Montaigne and Bacon on death:

My partner DR and I were last night talking about death. DR espoused the same view of Montaigne, the stoicism of which is evident in Montaigne's words about death here:

If you don't know how to die, don't worry. Nature will tell you what to do on the spot, fully and adequately. She'll do the job perfectly for you. Don't bother your head about it.

We trouble our life by concern about death, and death by concern about life. One torments us, the other frightens us. It is not against death that we prepare outselves - that is too momentary a thing. A quarter hour of suffering, without consequences, without harm, does not deserve any particular precepts. To tell the truth, we prepare ourselves against the preparations of death.

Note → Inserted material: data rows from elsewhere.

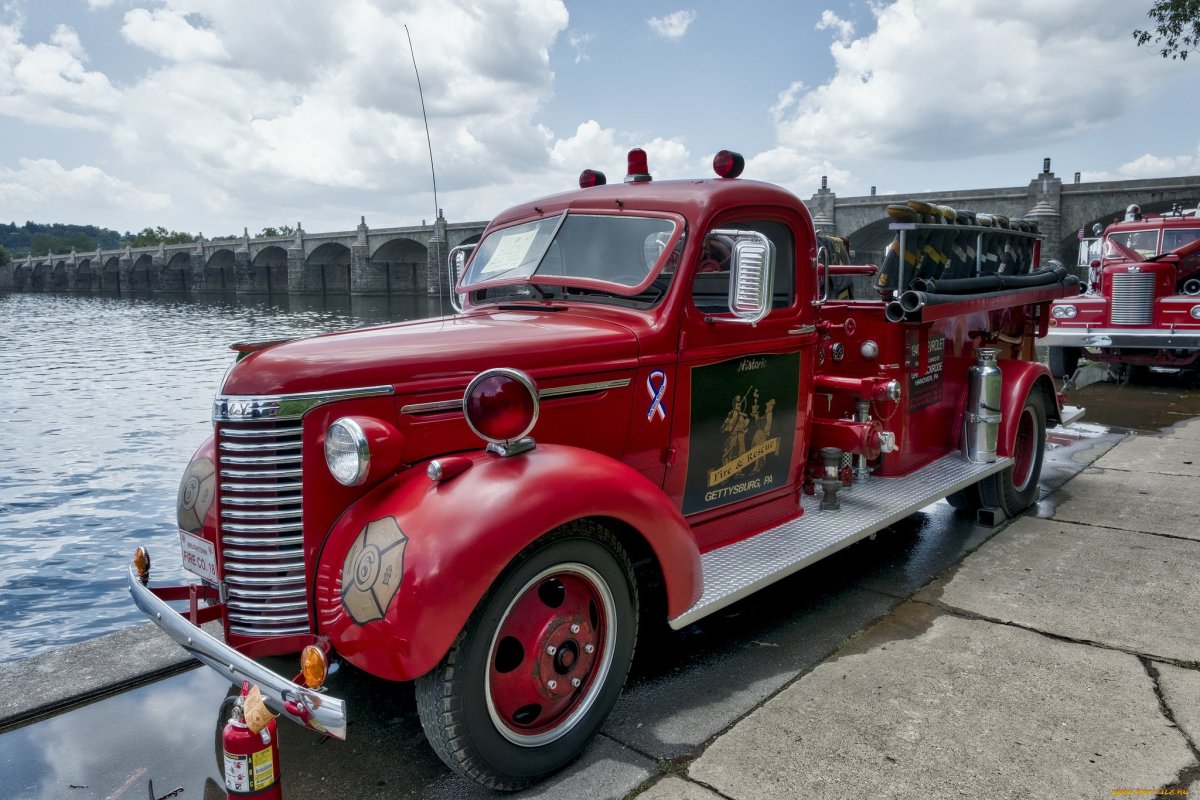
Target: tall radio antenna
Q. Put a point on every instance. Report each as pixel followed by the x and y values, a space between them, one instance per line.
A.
pixel 429 140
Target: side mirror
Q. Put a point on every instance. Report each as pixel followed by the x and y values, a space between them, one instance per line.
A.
pixel 751 275
pixel 456 264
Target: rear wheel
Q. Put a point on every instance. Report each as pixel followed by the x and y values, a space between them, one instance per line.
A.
pixel 1015 488
pixel 539 665
pixel 1063 361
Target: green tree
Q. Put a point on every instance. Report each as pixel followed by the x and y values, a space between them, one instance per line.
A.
pixel 1176 28
pixel 160 235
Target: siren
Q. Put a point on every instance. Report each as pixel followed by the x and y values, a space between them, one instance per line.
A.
pixel 729 164
pixel 637 170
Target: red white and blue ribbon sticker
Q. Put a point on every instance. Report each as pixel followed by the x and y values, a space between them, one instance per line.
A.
pixel 657 386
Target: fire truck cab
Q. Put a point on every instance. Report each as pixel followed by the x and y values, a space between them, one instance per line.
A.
pixel 648 405
pixel 1141 300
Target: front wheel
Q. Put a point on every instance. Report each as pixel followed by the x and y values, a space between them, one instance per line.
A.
pixel 1015 488
pixel 539 665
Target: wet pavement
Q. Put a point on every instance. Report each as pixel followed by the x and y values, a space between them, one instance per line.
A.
pixel 688 689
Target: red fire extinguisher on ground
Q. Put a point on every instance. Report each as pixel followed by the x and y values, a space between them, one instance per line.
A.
pixel 251 749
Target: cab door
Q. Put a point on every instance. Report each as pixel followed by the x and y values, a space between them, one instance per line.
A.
pixel 744 390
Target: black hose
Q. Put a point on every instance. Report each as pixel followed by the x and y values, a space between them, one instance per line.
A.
pixel 991 282
pixel 912 301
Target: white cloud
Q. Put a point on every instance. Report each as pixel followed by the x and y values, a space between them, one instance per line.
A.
pixel 168 34
pixel 41 187
pixel 672 26
pixel 844 29
pixel 943 79
pixel 48 83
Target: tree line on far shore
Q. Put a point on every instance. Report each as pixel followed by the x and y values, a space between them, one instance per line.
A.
pixel 39 239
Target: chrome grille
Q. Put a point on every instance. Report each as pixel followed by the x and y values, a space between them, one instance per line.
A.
pixel 1133 298
pixel 262 533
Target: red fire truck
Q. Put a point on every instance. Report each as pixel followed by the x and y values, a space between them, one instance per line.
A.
pixel 1141 301
pixel 648 407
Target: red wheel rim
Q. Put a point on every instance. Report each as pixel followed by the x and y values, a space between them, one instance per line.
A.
pixel 551 654
pixel 1025 450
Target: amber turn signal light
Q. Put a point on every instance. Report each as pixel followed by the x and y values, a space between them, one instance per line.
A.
pixel 313 666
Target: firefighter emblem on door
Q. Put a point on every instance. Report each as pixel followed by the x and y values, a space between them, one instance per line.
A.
pixel 743 425
pixel 372 570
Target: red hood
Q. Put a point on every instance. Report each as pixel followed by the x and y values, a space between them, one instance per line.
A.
pixel 438 352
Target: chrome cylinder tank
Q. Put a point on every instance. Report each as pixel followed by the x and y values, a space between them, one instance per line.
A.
pixel 981 422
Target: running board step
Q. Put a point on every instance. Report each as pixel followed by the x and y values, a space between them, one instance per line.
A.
pixel 741 569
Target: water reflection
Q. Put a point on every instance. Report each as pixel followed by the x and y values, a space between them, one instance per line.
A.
pixel 102 402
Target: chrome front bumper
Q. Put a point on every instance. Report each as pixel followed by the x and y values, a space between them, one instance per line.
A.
pixel 313 710
pixel 1121 338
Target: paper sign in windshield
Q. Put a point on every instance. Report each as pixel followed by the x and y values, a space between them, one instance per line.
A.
pixel 510 252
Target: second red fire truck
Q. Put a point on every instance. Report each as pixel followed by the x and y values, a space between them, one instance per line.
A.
pixel 649 405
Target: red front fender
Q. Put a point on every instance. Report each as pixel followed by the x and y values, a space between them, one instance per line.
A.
pixel 1019 379
pixel 402 570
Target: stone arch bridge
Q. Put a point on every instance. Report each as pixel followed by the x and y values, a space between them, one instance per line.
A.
pixel 1060 209
pixel 361 262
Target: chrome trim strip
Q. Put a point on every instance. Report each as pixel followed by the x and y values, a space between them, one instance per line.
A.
pixel 233 528
pixel 240 408
pixel 274 566
pixel 1114 337
pixel 249 541
pixel 557 391
pixel 249 433
pixel 281 500
pixel 259 473
pixel 271 513
pixel 275 594
pixel 243 447
pixel 246 630
pixel 259 488
pixel 325 714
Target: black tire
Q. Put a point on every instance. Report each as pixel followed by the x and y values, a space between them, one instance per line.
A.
pixel 1063 361
pixel 966 500
pixel 1015 488
pixel 574 588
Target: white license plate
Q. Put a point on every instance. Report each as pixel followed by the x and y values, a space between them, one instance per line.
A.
pixel 199 555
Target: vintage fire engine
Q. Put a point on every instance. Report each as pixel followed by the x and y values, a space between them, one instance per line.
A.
pixel 1141 301
pixel 648 407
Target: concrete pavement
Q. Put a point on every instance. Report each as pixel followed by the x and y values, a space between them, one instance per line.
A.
pixel 1060 660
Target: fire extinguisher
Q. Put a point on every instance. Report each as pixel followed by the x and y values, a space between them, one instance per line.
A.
pixel 251 749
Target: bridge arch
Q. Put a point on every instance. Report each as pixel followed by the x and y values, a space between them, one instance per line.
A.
pixel 269 270
pixel 111 275
pixel 83 276
pixel 219 271
pixel 405 263
pixel 177 274
pixel 329 269
pixel 142 274
pixel 59 280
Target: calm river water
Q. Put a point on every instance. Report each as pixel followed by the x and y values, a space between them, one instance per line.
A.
pixel 102 402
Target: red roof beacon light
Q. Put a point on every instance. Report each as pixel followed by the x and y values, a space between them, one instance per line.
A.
pixel 501 405
pixel 729 164
pixel 637 170
pixel 589 178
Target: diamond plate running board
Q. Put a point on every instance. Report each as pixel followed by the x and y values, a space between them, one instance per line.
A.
pixel 741 569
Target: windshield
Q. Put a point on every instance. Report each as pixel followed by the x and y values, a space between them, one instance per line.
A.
pixel 595 253
pixel 1144 242
pixel 1176 239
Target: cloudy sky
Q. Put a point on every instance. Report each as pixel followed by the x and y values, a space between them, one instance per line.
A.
pixel 213 115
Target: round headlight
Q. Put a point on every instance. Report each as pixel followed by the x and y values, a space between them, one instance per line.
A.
pixel 1063 312
pixel 501 404
pixel 347 452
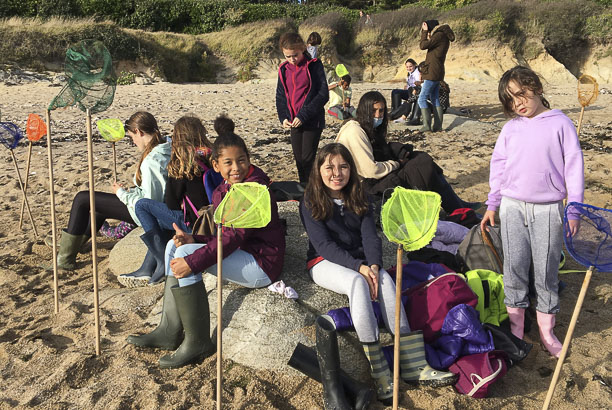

And here is Francis Bacon on Death:

It is as natural to die, as to be born; and to a little infant, perhaps, the one is as painful, as the other. He that dies in an earnest pursuit, is like one that is wounded in hot blood; who, for the time, scarce feels the hurt; and therefore a mind fixed, and bent upon somewhat that is good, doth avert the dolors of death.

Both men minimise death's power. One man says, in effect, that nature does death for you. The other man says that if any emotion or thought can take the mind of death, as it clearly does every day, then how much more so a purposeful focus on "an earnest pursuit" makes death seem a meagre thing.